Nakajo–Nishimura syndrome

Nakajo-Nishimura Syndrome (NNS) is a rare autoinflammatory disease characterized by a triad of progressive skin rash, partial lipodystrophy, and joint contractures. It is a genetic condition that falls under the umbrella of proteasome-associated autoinflammatory syndromes (PRAAS), which also includes conditions such as Chronic Atypical Neutrophilic Dermatosis with Lipodystrophy and Elevated Temperature (CANDLE) syndrome and Joint Contractures, Muscle Atrophy, Microcytic Anemia, and Panniculitis-Induced Lipodystrophy (JMP) syndrome.
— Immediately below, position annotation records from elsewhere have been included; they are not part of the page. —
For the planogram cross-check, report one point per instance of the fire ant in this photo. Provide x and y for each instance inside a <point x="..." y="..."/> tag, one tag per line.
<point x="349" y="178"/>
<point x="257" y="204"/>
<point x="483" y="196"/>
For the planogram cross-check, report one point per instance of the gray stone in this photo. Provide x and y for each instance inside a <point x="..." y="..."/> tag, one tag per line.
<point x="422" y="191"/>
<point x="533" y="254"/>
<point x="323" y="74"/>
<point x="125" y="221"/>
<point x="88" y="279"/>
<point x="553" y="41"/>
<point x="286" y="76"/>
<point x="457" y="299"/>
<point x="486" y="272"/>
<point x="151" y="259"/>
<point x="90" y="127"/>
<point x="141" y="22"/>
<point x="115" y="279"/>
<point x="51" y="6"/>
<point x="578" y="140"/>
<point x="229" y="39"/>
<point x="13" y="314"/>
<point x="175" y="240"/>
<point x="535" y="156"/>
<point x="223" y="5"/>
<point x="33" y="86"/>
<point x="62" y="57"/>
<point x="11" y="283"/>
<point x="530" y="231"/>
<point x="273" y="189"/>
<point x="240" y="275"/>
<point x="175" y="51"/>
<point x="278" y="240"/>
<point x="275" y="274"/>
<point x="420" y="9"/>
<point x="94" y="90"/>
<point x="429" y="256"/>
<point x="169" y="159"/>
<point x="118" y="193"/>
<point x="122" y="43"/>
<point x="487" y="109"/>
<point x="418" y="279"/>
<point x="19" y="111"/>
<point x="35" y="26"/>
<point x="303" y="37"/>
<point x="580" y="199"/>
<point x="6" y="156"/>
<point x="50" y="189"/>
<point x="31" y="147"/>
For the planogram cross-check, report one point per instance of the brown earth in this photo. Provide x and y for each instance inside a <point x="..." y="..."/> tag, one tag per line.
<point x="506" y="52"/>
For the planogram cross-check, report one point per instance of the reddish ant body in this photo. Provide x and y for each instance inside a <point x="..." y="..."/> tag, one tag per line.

NNS is caused by mutations in the PSMB8 gene, which encodes a subunit of the immunoproteasome, leading to an accumulation of ubiquitinated proteins and an inflammatory response.

Symptoms and Diagnosis[edit | edit source]

The clinical manifestations of Nakajo-Nishimura Syndrome typically begin in early childhood. Patients present with a persistent fever, skin rash, and nodular erythema, followed by the development of lipodystrophy, particularly in the face and upper extremities, leading to a characteristic facial appearance. Over time, joint contractures develop, particularly affecting the fingers and toes, which can severely impair mobility and quality of life. Muscle atrophy and weakness are also common, and some patients may experience growth delay.

Diagnosis of NNS is based on clinical presentation, family history, and genetic testing confirming mutations in the PSMB8 gene. Differential diagnosis includes other autoinflammatory syndromes and conditions with similar symptoms, such as lupus, rheumatoid arthritis, and other forms of lipodystrophy.

Treatment and Management[edit | edit source]

There is no cure for Nakajo-Nishimura Syndrome, and treatment is primarily supportive and aimed at managing symptoms and improving quality of life. Nonsteroidal anti-inflammatory drugs (NSAIDs) and corticosteroids are commonly used to control inflammation and fever. Immunosuppressive drugs and biologic agents targeting specific inflammatory pathways may also be beneficial in some cases. Physical therapy is recommended to maintain joint mobility and prevent contractures. Regular follow-up with a multidisciplinary team including rheumatologists, dermatologists, and physical therapists is essential for optimal management of the disease.

Epidemiology[edit | edit source]

Nakajo-Nishimura Syndrome is extremely rare, with only a small number of cases reported worldwide. It was first described in Japan, but cases have since been identified in other populations. The exact prevalence is unknown.

Genetics[edit | edit source]

NNS is inherited in an autosomal recessive manner, meaning that an individual must inherit two copies of the mutated gene, one from each parent, to be affected by the disease. Carriers of one mutated gene typically do not show symptoms of the disease. Genetic counseling may be beneficial for affected individuals and their families.

Conclusion[edit | edit source]

Nakajo-Nishimura Syndrome is a challenging condition due to its rarity, complex symptomatology, and lack of a cure. Advances in understanding the genetic and molecular basis of the disease have led to improvements in diagnosis and the development of targeted therapies, offering hope for better management and quality of life for affected individuals.